Oh, dari deskripsinya yang tercetak di plakat dinding yang sama—tapi lebih dekat ke pangkal jembatan—saya jadi tahu kalau puisi itu dipetik dari epos I La Galigo. Saya terenyak. Bagaimana bisa Indonesia langsung menyala pada kunjungan pertama saya di kota yang tenang ini.

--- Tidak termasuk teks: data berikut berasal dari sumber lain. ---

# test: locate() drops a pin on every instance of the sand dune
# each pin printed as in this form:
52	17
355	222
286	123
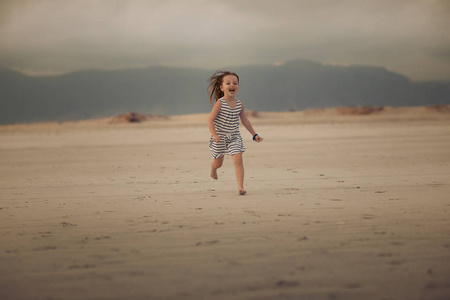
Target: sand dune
339	206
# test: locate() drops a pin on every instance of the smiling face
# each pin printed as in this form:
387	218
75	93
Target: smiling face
229	86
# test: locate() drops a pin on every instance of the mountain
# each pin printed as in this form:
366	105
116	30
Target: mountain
161	90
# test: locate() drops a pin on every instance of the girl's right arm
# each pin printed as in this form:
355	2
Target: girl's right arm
212	117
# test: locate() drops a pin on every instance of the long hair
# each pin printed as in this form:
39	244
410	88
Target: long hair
215	81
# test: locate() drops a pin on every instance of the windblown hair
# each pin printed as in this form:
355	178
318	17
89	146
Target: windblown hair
215	81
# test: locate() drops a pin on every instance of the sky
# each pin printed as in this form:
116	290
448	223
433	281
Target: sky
46	37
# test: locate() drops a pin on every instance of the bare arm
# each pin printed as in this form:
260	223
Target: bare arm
212	117
246	122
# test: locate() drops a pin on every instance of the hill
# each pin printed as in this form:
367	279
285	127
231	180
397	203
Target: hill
296	85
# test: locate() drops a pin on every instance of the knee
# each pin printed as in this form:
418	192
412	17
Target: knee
237	159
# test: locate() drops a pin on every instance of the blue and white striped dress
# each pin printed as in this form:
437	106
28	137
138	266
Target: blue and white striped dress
226	124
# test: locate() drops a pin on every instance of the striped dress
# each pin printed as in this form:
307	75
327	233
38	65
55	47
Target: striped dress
227	128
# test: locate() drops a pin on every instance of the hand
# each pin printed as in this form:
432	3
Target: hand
258	139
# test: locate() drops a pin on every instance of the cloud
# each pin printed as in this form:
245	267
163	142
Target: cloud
60	36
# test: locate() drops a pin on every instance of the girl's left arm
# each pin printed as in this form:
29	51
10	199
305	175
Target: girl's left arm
246	122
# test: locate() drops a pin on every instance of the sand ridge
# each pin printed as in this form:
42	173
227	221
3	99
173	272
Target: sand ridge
339	209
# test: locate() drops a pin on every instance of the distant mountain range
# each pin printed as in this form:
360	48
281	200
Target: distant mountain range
295	85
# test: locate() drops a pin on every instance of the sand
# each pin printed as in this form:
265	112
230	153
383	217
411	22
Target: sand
338	207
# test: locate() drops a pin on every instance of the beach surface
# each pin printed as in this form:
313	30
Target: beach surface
339	206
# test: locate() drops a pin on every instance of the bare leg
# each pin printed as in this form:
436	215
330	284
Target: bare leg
216	163
239	169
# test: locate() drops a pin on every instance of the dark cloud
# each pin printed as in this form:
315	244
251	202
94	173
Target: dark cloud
60	36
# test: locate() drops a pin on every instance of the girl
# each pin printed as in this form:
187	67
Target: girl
223	124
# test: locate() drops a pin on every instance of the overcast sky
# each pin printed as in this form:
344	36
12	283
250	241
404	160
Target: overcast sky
411	37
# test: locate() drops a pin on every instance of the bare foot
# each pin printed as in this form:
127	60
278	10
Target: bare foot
214	173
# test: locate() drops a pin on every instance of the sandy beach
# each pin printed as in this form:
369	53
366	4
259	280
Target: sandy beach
339	206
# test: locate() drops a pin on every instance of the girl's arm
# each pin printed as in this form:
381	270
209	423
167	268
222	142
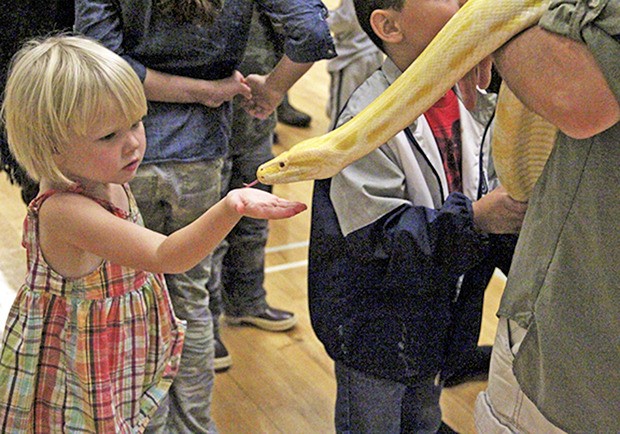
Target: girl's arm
74	229
163	87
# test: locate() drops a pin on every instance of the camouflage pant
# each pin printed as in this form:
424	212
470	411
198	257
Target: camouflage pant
238	264
171	196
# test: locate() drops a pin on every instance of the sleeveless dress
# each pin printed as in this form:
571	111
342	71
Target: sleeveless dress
91	354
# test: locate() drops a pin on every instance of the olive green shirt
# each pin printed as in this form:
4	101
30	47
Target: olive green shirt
564	283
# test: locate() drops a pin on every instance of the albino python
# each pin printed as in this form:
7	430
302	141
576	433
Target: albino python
522	140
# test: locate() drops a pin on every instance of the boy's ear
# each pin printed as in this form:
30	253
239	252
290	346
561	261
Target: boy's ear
385	26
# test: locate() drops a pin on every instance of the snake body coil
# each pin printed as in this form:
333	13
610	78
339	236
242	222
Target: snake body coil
478	29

“Saya tidak tahu,” jawab Mario, seorang mahasiswa Belanda yang kebetulan sedang menunggu temannya di pangkal jembatan, tempat saya baru mengambil foto keterangan puisi tersebut. “Saya pikir itu bukan puisi. Saya pikir itu grafiti atau coret-coretan estetik bebas tafsir,” katanya lalu meminta maaf. “Saya tak bermaksud merendahkan puisi itu,” katanya seraya tersenyum sopan. “Bagaimana pendapatmu tentang kota ini? Tenang bekan?” Ia bertanya baik.
Ya, kota yang tenang. Saya sepakat. Tapi, sedih sekali ketika mahasiswa yang bolak-balik melewati kanal itu malah tak tahu kalau itu puisi, puisi Nusantara!
Perjalanan saya berikutnya, menegaskan makna tenang ini. Setelah puas menyusuri Leiden yang kompleks karena—selain perpustakaan—rumah kaca, taman botani, dan berbagai kantin dengan standar rasa—dan harga—yang yahud, saya menyusuri kawasan permukiman di timur Witte Singel.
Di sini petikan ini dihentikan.